A real narcissist is far too proud and far too humiliated by his flaws to admit his vulnerabilities. By projecting the worst of what I am — or what I fear I am — I try to make sure the one who I love doesn’t fall in love with a lie.

For many years, I wasn’t ready to have my own children, because I was afraid I would pass along to them some of the programming that I learned in childhood. It’s only been over the last 10 years or so that I’ve become mature enough — and healthy enough — to know I could be a good father and raise emotionally mature children. I finally know I’m ready for that.

I don’t ever want to become complacent about the programming that was built into me many years ago. Even though I’ve learned to “route around the damage,” some of that damage will always be there. Part of my way of dealing with it is to be honest — to be vulnerable and to proactively self-disclose — about all those things which my fragile, wounded ego might want to hide from you.

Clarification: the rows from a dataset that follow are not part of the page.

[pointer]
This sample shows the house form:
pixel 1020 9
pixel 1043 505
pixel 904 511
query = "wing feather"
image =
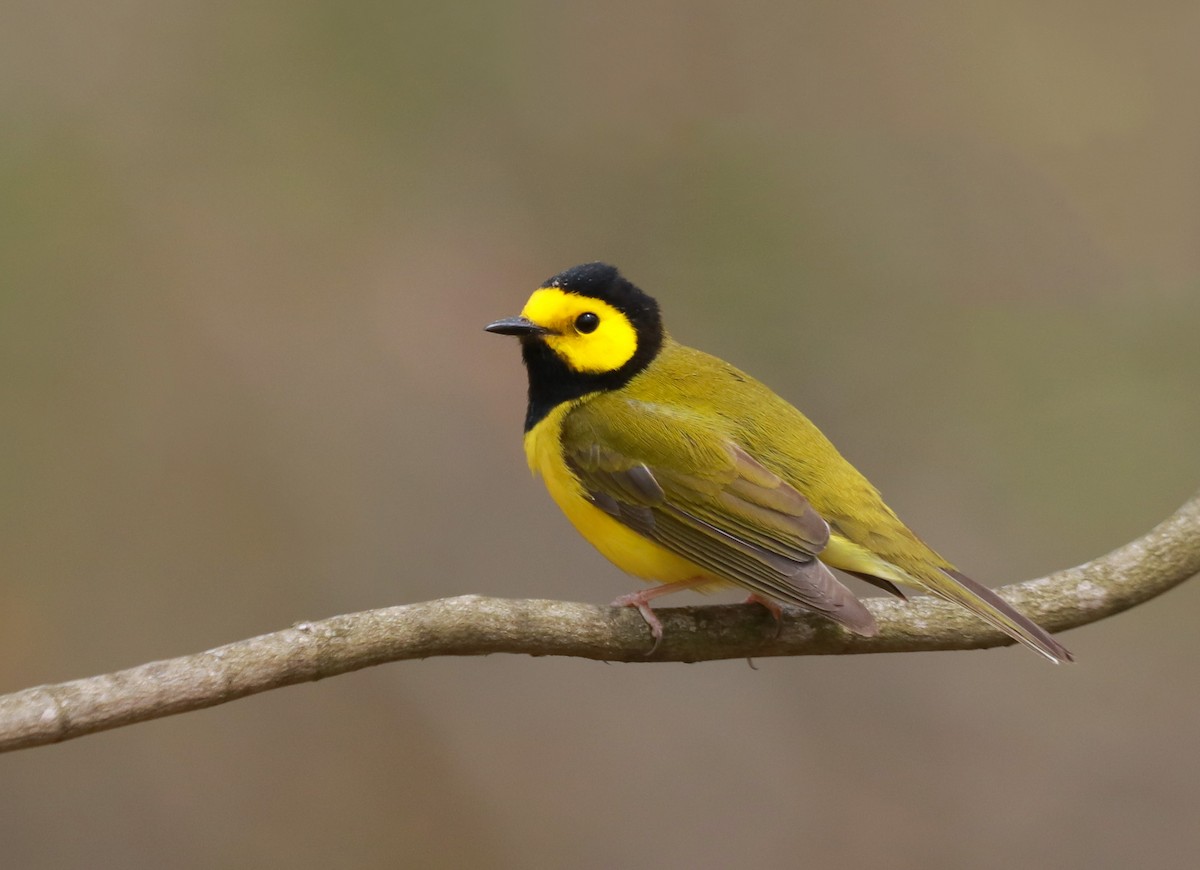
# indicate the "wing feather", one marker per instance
pixel 731 516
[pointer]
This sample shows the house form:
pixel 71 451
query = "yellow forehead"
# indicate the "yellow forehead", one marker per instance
pixel 605 349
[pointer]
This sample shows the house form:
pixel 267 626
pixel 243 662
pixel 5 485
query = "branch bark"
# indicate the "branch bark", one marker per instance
pixel 477 625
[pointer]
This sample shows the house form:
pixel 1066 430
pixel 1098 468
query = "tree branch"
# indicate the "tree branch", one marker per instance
pixel 477 625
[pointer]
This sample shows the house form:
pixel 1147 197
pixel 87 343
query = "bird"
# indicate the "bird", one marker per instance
pixel 689 473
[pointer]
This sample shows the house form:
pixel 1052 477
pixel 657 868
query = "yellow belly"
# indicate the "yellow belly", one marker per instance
pixel 619 544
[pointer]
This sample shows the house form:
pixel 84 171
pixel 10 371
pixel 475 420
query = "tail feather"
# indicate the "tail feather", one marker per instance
pixel 999 613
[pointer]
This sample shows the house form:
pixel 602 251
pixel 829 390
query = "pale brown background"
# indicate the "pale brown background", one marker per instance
pixel 247 252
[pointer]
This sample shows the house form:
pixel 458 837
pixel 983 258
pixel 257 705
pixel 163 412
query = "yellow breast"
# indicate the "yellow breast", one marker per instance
pixel 619 544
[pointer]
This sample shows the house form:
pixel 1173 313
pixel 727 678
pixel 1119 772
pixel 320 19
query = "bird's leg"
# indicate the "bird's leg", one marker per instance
pixel 775 609
pixel 641 600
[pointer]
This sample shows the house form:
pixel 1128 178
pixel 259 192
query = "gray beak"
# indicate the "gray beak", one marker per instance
pixel 516 325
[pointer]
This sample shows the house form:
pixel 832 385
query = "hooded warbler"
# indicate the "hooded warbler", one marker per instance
pixel 684 471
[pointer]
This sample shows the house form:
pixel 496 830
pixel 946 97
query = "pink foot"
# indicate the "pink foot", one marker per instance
pixel 641 600
pixel 773 606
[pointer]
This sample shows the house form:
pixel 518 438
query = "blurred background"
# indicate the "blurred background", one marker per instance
pixel 246 255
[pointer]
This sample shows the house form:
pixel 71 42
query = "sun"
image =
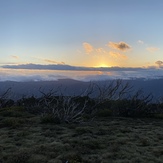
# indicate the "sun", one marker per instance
pixel 103 65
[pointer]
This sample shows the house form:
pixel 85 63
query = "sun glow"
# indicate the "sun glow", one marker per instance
pixel 102 65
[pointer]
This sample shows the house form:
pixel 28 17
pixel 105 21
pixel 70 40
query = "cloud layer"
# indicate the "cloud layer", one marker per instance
pixel 33 72
pixel 88 47
pixel 122 46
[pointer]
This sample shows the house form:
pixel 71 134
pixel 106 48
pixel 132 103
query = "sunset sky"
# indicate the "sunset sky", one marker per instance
pixel 80 33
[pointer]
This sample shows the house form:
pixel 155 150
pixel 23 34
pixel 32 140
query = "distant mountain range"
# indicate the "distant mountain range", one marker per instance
pixel 73 87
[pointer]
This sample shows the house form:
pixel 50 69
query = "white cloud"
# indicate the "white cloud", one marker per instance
pixel 117 55
pixel 152 49
pixel 122 46
pixel 140 42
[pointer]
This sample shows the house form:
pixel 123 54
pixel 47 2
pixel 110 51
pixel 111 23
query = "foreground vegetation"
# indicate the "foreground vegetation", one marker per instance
pixel 27 138
pixel 111 125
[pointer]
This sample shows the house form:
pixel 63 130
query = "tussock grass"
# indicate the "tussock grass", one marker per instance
pixel 25 138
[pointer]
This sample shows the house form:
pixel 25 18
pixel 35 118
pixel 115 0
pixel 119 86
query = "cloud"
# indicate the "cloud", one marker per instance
pixel 52 61
pixel 14 56
pixel 152 49
pixel 86 74
pixel 122 46
pixel 88 47
pixel 159 63
pixel 140 42
pixel 117 55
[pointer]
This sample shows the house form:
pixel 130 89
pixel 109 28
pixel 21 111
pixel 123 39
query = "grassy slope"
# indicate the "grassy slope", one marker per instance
pixel 23 139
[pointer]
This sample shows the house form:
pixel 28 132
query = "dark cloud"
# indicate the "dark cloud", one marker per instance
pixel 119 46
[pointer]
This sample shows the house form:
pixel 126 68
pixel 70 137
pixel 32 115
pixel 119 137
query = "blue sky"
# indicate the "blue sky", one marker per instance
pixel 83 33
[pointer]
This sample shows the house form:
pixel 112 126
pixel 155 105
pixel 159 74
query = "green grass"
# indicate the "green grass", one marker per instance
pixel 24 138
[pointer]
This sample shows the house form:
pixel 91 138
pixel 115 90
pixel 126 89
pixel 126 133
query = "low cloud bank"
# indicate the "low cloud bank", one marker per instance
pixel 33 72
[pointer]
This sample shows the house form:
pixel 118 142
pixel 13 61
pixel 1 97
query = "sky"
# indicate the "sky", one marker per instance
pixel 70 35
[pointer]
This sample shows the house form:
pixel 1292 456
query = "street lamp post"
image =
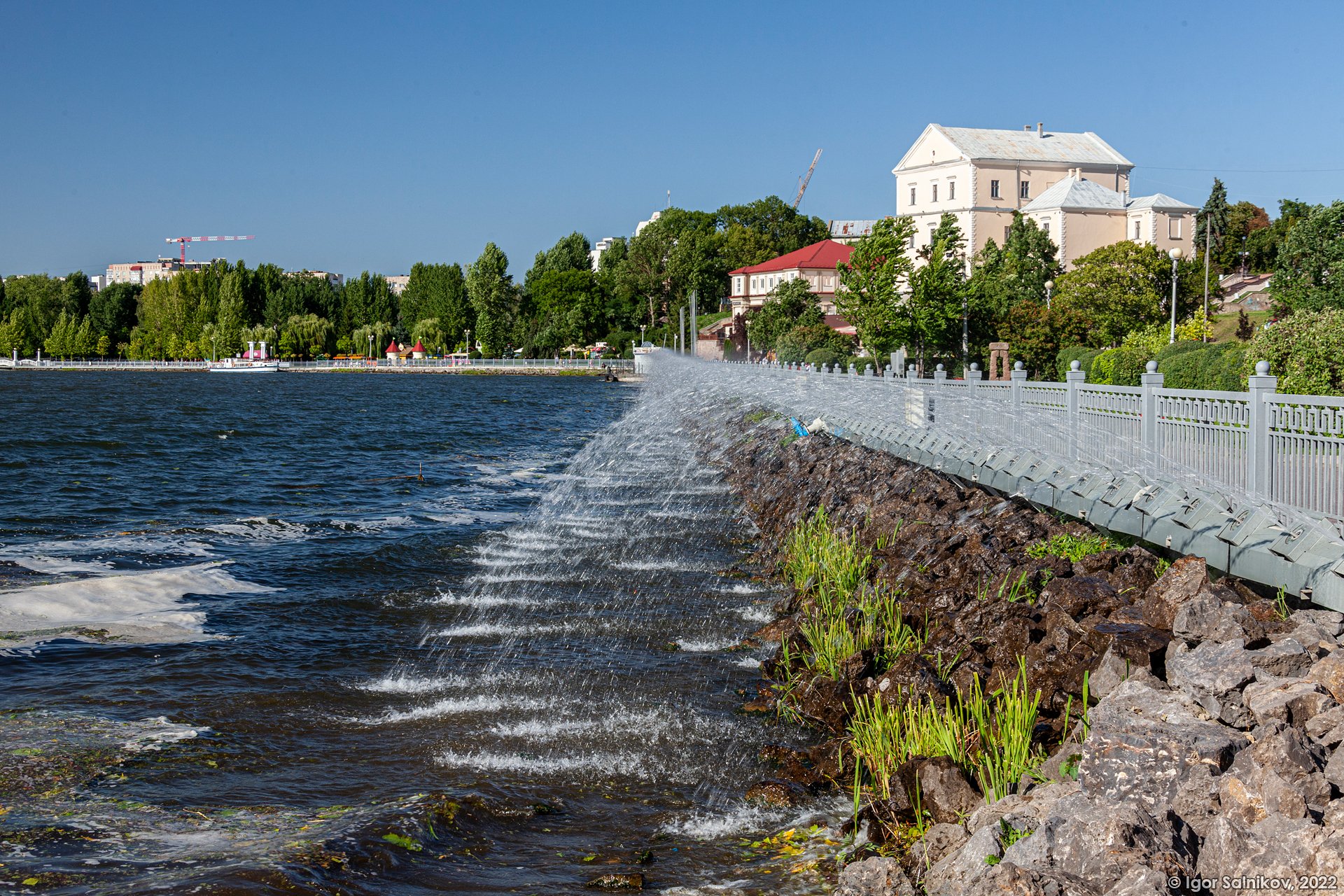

I will always have a deep core fear of not being good enough. I will always have to fight off the desire to feel self-loathing and the desire to trick you into loving me — because part of me doesn’t feel worthy of love and doesn’t feel you would choose to love me unless I trick you.

But being open and vulnerable with you — by self-disclosing what I fear for you to know — keeps me from trying to deceive you.

I want you to know the best of me and the worst of me — and I have to trust that you will love me and believe I’m worthy, just for being who I am. That is a tremendous gamble, but the alternative is to turn into a narcissistic vampire — and I refuse to allow myself to go down that path.